5 Schritte zum Vermögensaufbau – Die ultimative Anleitung

Vermögensaubau in 6 Schritten„Es stimmt, dass Geld nicht glücklich macht. Allerdings meint man damit das Geld der anderen.“
— George Bernard Shaw

Du möchtest wissen, wie du dir nachhaltig ein Vermögen aufbauen kannst?

Dann bist du hier genau richtig.

Ein soliden Vermögensaufbau zu beginnen ist ganz einfach und ist aus jeder finanziellen Situation möglich.

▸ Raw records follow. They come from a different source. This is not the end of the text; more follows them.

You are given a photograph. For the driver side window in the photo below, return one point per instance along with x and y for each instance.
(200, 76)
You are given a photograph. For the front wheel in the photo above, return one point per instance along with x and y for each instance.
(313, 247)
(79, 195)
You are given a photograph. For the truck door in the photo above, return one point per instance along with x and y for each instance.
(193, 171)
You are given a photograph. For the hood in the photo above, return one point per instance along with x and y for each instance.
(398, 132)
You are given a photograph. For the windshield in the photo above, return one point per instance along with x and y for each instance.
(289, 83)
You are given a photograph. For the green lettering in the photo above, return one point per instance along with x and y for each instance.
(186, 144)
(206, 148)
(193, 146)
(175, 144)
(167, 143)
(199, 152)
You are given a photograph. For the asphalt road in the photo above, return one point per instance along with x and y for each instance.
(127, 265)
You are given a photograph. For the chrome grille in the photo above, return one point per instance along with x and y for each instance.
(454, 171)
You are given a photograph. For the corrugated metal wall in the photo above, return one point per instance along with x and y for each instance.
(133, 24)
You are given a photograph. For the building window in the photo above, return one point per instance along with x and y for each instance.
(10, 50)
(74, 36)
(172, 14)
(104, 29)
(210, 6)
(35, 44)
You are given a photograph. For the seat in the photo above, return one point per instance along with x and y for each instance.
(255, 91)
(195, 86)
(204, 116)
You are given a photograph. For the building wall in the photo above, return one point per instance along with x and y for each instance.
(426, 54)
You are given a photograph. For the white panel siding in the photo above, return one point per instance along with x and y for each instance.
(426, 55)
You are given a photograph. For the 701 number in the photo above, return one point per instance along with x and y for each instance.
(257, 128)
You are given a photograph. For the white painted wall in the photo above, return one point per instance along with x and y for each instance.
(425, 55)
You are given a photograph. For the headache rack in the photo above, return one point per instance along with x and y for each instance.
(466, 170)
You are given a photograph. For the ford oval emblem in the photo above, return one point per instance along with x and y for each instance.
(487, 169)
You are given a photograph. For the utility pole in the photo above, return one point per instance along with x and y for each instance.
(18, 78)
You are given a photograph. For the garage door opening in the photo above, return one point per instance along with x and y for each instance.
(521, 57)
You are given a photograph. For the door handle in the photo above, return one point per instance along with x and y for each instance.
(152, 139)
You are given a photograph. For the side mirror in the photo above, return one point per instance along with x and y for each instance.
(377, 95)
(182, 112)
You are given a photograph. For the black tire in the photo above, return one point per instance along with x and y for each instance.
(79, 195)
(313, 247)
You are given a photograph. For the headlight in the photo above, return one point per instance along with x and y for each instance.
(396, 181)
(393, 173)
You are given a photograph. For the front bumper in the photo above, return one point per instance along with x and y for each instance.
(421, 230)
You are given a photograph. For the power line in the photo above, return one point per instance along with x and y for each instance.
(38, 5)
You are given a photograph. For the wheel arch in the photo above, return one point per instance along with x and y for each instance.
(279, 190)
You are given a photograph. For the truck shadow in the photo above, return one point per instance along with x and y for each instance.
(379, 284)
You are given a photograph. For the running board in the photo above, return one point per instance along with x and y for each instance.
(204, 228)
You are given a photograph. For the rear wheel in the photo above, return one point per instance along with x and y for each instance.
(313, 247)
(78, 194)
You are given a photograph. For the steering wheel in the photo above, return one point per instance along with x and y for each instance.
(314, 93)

Dein Geld selbst in die Hand zu nehmen hat viele Vorteile. Es macht dich finanziell unabhängig von Beratern, anderen Menschen und dem Staat.

Gerade am Anfang steht man meistens vor einigen Fragen.

Wo fange ich an? Wie bekomme ich einen Überblick über meine Finanzen? Wie kann ich mein Geld anlegen? Worauf muss ich achten?

Artikelinhalt:

  1. Warum ein Vermögen aufbauen?
  2. Vermögensaufbau – der Fahrplan
  3. Schritt 1: Ausgangslage bestimmen
  4. Schritt 2: Ziele setzen
  5. Schritt 3: Struktur schaffen
  6. Schritt 4: Vermögen aufbauen
  7. Schritt 5: Geld anlegen
  8. Fazit und Zusammenfassung
  9. Häufige Fragen und weitere Tipps

Warum ein Vermögen aufbauen?

Ich höre von Menschen häufig Aussagen wie: „Geld ist mir nicht so wichtig.“, „Finanzen sind so kompliziert.“ oder „Kann das nicht jemand für mich machen?“…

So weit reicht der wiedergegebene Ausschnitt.